First Author  Hershberger KA Year  2017
Journal  J Biol Chem Volume  292
Issue  48 Pages  19767-19781
PubMed ID  28972174 Mgi Jnum  J:252043
Mgi Id  MGI:6101590 Doi  10.1074/jbc.M117.809897
Citation  Hershberger KA, et al. (2017) Sirtuin 5 is required for mouse survival in response to cardiac pressure overload. J Biol Chem 292(48):19767-19781
abstractText  In mitochondria, the sirtuin SIRT5 is an NAD(+)-dependent protein deacylase that controls several metabolic pathways. Although a wide range of SIRT5 targets have been identified, the overall function of SIRT5 in organismal metabolic homeostasis remains unclear. Given that SIRT5 expression is highest in the heart and that sirtuins are commonly stress-response proteins, we used an established model of pressure overload-induced heart muscle hypertrophy caused by transverse aortic constriction (TAC) to determine SIRT5''s role in cardiac stress responses. Remarkably, SIRT5KO mice had reduced survival upon TAC compared with wild-type mice but exhibited no mortality when undergoing a sham control operation. The increased mortality with TAC was associated with increased pathological hypertrophy and with key abnormalities in both cardiac performance and ventricular compliance.

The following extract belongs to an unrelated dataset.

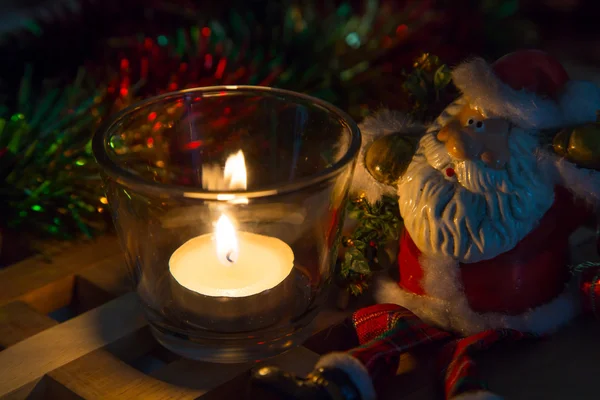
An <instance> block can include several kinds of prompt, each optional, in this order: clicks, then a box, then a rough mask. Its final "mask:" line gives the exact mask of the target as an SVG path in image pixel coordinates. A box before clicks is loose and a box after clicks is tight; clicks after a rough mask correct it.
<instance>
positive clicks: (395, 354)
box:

By combining high-resolution MS-based metabolomic and proteomic analyses of cardiac tissues from wild-type and SIRT5KO mice, we found several biochemical abnormalities exacerbated in the SIRT5KO mice, including apparent decreases in fatty acid oxidation and glucose oxidation as well as an overall decrease in mitochondrial NAD(+)/NADH. Together, these abnormalities suggest that SIRT5 deacylates protein substrates involved in cellular oxidative metabolism to maintain mitochondrial energy production. Overall, the functional and metabolic results presented here suggest an accelerated development of cardiac dysfunction in SIRT5KO mice in response to TAC, explaining increased mortality upon cardiac stress. Our findings reveal a key role for SIRT5 in maintaining cardiac oxidative metabolism under pressure overload to ensure survival.